Pheochromocytoma is a rare, usually benign, tumor of the adrenal glands that produces excess catecholamines, such as epinephrine and norepinephrine.

Causes and Risk Factors

The exact cause of pheochromocytoma is not known, but it is believed to result from genetic mutations that affect the cells of the adrenal gland. Certain genetic syndromes, such as multiple endocrine neoplasia type 2 (MEN2), von Hippel-Lindau disease, and neurofibromatosis type 1, increase the risk of developing pheochromocytoma.

Symptoms

The symptoms of pheochromocytoma are caused by the excess production of catecholamines and can include:

High blood pressure
Headaches
Panic attacks or anxiety
Rapid heartbeat or palpitations
Sweating or flushing
Nausea and vomiting
Weight loss
Fatigue

Diagnosis

The diagnosis of pheochromocytoma is typically made through a combination of:

Physical examination and medical history
Imaging tests, such as computed tomography (CT) or magnetic resonance imaging (MRI), to visualize the tumor
Blood and urine tests to measure the levels of catecholamines and their metabolites
Genetic testing to identify any underlying genetic syndromes

Treatment

The primary treatment for pheochromocytoma is surgical removal of the tumor. Prior to surgery, medications such as alpha-blockers and beta-blockers may be used to control blood pressure and heart rate.

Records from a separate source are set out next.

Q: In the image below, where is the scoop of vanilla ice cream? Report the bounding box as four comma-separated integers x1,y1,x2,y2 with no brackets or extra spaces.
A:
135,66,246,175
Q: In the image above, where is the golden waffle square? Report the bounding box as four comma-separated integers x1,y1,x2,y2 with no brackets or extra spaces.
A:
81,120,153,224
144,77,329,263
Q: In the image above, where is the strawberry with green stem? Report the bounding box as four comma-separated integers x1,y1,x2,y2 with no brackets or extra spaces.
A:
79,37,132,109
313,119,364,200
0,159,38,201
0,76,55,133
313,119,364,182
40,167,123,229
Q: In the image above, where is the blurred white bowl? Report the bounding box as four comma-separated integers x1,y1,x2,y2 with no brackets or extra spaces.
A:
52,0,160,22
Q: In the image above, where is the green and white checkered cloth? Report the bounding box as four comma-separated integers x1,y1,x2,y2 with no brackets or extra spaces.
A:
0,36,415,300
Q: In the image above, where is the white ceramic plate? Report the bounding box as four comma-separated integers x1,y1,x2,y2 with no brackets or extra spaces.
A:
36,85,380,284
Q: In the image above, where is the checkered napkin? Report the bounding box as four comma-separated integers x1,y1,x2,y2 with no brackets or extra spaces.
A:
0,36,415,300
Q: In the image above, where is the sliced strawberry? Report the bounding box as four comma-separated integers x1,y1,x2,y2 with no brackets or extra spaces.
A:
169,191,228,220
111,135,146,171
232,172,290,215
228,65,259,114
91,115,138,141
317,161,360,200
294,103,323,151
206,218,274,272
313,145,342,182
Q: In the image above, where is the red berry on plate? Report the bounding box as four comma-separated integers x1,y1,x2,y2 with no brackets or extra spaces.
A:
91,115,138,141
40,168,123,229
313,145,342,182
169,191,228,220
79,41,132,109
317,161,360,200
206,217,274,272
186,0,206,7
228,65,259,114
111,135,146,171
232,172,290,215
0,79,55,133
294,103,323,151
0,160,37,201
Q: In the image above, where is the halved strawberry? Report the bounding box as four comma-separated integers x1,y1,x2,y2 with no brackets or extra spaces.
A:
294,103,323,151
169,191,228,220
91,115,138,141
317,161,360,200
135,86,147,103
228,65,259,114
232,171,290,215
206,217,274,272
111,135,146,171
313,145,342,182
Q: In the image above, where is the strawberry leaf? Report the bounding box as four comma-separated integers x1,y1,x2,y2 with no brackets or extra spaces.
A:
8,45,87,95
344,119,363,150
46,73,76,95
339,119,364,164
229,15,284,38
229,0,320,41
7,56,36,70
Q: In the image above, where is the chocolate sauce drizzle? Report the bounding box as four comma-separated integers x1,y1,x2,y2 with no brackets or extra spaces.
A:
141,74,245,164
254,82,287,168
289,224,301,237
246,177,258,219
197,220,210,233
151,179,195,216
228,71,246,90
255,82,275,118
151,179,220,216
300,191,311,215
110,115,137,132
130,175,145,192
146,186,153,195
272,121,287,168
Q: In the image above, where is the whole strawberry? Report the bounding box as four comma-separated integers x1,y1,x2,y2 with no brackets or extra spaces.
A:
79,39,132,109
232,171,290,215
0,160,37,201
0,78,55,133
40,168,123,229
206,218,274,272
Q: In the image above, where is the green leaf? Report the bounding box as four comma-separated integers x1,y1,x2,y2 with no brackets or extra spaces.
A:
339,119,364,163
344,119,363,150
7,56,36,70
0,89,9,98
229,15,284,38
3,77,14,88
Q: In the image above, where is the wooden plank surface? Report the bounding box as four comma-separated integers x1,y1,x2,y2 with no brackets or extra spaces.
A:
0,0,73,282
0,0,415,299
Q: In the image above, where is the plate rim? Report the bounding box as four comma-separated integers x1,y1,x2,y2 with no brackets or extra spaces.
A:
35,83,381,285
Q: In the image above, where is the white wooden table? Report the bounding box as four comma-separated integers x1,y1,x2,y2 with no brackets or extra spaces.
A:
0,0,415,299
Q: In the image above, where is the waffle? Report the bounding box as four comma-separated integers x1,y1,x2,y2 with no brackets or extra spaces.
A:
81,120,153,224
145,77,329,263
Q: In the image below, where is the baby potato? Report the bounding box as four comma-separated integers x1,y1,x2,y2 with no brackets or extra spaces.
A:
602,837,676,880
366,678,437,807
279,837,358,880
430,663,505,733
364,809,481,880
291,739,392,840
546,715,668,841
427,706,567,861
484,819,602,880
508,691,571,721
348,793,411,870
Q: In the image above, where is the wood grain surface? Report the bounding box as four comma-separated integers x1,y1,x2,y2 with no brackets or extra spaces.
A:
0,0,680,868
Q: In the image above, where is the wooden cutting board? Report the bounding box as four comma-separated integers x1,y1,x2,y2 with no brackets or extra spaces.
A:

In some cases, chemotherapy or radiation therapy may be used to treat malignant pheochromocytomas that have spread to other parts of the body.

Complications

If left untreated, pheochromocytoma can lead to serious complications, including:

Cardiovascular disease and heart failure
Stroke or cerebral hemorrhage
Kidney damage or kidney failure
Malignant transformation of the tumor

Prognosis

The prognosis for pheochromocytoma is generally good if the tumor is diagnosed and treated early. The 5-year survival rate for patients with benign pheochromocytoma is approximately 95%. However, the prognosis is poorer for patients with malignant pheochromocytoma or those who experience complications.

Article last updated on: 4th May 2025.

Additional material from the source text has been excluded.